From primary school to university, I’ve always hated group projects. Groups were always delinquent and overly social. The other students just chatted away and didn’t take the project seriously; so I would take over and get it done because my grades were on the line. I spent countless hours making up for what was the group’s responsibilities — not what I’d call fun.
From those few sentences alone, you can probably pinpoint that I’m an Enneagram 3— the Achiever. Characteristics of a 3 include:
the desire to be affirmed and to distinguish themselves from others…Healthy Threes know how good it feels to develop themselves and contribute their abilities to the world, and also enjoy motivating others to greater personal achievements than others thought they were capable of.
An unhealthy three would often take the form of domineering “leadership” and bossing people around “for the sake of the assignment”. Because I felt others were inefficient, I would end up “doing all the work” and feeling overly narcissistic about it. Hopefully, you’ll see my use of [air] quotes does in fact indicate I no longer think nor operate this way; or at least am aware of it.
The altMBA’s first group assignment changed my mind and exposed my pride when I evaluated why it went so well unlike my past experience of group projects. This time, I didn’t feel the need to overshadow others or take control.
The genuine respect I have for my group members made it easy to be a team player.
I didn’t feel like I needed to be the “best contributor” as if everything was a competition. I didn’t need to be outstanding amongst my peers. No particular leader emerged from the group either. It was very much an equal partnership on all sides! We openly discussed how to tackle the project, accepted some ideas, agreed to reject others, and we completed the goal on a united front.
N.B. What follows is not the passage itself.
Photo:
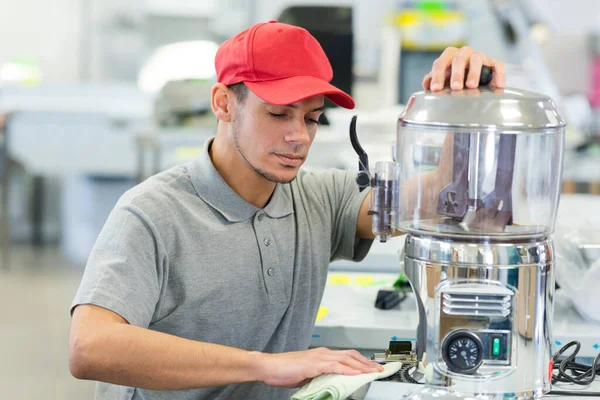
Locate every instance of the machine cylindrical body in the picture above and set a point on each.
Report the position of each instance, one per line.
(479, 189)
(487, 312)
At one point, I made a suggestion. It was discussed and promptly discarded. I felt absolutely confident that we made the right decision. I took no offence and we carried on towards our goal together. My pride wasn’t hurt because I had great trust in my group and genuinely agreed with them.
It’s easy to complete group projects when one takes a perspective of humility.
Because I felt everyone else was smarter than me and that we were approaching the project as equals, it was easier to be unattached to my own ideas. This is the perspective I endeavour to have going into other group settings instead of being a proud individualist. More humility would likely do me well working with other human beings in general, too.